A few months ago, on one of Tehran’s hot summer days, I was entrusted with the care of a five-month-old baby. It was not an ordinary day, but the one that Nikoo Kohbodi, an artist – and the baby’s grandmother – was laid to rest. To be left alone with this good-natured baby, all her years ahead of her, in an apartment filled with flowers accompanied by notes of condolence, naturally brought many questions about the meaning of life, but also, perhaps more boldly, the life of an artist.
To keep the baby occupied I walked her around her grandmother’s apartment, pointing out various objects and talking to her. We went inside one of the rooms used by Nikoo as her studio. There, every tool and appliance clearly bore the signs of use, but they were clean and organised, ready to be reused. The atmosphere of the studio was representative of the woman I had known for nearly 14 years: someone who had worked, unassumingly. Ever since graduating in textile design from Chelsea College of Art and Design in 1976, Nikoo had worked consistently, experimenting continuously with form and media.
Over the years, our group of friends would continue to gather around Nikoo’s famous kitchen table, developing from recent graduates to professionals.
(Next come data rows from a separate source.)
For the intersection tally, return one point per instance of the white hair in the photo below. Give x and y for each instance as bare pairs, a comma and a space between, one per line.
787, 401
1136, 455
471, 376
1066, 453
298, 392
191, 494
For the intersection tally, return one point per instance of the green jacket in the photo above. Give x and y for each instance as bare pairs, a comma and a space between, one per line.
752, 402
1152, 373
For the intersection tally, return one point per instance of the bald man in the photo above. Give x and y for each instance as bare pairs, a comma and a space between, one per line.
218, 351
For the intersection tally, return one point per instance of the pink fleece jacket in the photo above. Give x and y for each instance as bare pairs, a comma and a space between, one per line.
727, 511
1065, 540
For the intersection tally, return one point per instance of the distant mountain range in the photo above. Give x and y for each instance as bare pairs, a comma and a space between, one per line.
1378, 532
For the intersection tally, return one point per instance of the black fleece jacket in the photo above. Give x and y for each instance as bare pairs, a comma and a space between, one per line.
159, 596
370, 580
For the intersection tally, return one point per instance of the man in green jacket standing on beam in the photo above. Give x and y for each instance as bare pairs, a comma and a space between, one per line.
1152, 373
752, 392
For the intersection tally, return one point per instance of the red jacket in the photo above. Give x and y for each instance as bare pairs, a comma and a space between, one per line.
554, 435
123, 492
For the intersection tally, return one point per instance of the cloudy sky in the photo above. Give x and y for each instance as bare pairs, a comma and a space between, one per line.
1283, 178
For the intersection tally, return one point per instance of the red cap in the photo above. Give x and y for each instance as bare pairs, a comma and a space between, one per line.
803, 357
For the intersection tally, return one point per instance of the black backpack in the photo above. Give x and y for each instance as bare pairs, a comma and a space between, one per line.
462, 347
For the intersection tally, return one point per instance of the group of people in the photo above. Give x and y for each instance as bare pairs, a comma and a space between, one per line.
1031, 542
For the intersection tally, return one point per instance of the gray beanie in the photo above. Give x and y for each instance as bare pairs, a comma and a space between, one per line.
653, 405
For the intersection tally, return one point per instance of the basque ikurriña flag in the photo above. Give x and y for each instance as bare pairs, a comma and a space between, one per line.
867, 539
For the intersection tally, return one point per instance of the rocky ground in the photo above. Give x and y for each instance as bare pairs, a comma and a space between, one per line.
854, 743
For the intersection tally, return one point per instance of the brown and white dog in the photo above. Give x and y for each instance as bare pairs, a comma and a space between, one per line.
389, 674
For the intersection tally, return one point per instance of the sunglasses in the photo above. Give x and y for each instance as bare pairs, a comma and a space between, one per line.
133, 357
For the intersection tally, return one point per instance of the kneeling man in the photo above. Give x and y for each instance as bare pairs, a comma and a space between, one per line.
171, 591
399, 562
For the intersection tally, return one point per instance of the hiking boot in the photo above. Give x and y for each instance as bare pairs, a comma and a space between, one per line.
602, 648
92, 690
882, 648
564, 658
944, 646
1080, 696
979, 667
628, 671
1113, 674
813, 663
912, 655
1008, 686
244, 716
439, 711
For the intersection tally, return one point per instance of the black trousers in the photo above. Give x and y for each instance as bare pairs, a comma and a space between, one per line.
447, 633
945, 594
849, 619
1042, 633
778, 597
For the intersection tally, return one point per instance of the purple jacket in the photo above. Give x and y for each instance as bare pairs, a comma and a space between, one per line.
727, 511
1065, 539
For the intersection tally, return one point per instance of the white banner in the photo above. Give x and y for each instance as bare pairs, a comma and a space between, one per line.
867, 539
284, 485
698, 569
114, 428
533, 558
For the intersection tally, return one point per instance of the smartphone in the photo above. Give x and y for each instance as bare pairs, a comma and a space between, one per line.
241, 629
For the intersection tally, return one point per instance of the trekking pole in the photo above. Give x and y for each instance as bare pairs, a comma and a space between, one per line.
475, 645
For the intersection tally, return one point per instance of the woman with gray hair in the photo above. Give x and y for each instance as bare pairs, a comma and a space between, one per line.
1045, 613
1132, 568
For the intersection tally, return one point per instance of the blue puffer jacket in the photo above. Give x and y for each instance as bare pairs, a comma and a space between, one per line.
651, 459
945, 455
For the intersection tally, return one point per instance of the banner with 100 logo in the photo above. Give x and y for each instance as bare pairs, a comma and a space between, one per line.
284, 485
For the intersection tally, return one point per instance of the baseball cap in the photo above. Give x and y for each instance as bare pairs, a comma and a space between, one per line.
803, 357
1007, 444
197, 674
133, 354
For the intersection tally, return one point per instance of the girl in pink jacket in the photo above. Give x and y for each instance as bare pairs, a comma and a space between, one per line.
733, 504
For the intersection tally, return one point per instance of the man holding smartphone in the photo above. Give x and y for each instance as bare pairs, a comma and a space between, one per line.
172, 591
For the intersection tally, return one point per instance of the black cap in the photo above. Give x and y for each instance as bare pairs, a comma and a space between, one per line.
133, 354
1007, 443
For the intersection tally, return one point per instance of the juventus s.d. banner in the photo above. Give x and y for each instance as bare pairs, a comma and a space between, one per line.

She would host us with her calm, cool manner, listening to whatever we were going through and giving us her friendly, yet stern, opinions that were drawn from her own experiences. She spoke as someone who had undoubtedly gone through the same struggles, but had overcome them, perhaps by way of weaving life and work into a strong yet flexible mesh.
Now in my late 30s, I have been questioning the meaning of the work that each of us produces – in the light of all that goes before, and beyond, the work itself. Along with the doubts, the stress, the fatigue, the quest for recognition and simply working towards the next deadline, life unravels itself. Nikoo’s studio, covered by collaged self-portraits, was the reflection of a soul-searching artist, one ever experimenting with means of expression. But perhaps the most moving piece in the room was an unfinished self-portrait done meticulously in graphite and showing only the roundness of the artist’s face, thrusting out of, or dissolving into, the whiteness of the canvas. On the edge of being, or disappearing, her mark of graceful life/work was there. Evidence, perhaps, of nothing more than one’s choice of how one spends one’s time/life – and of a fading line between life and work: they encompassed one another, and therefore contained both joy and misery.
Nikoo Kohbodi (1952–2017) lived in Tehran and taught at Honar and Alzahra University.
Nazgol Ansarinia’s work Living Room 2005, purchased using funds provided by the Middle East North Africa Acquisitions Committee in 2010, is on display at Tate Modern.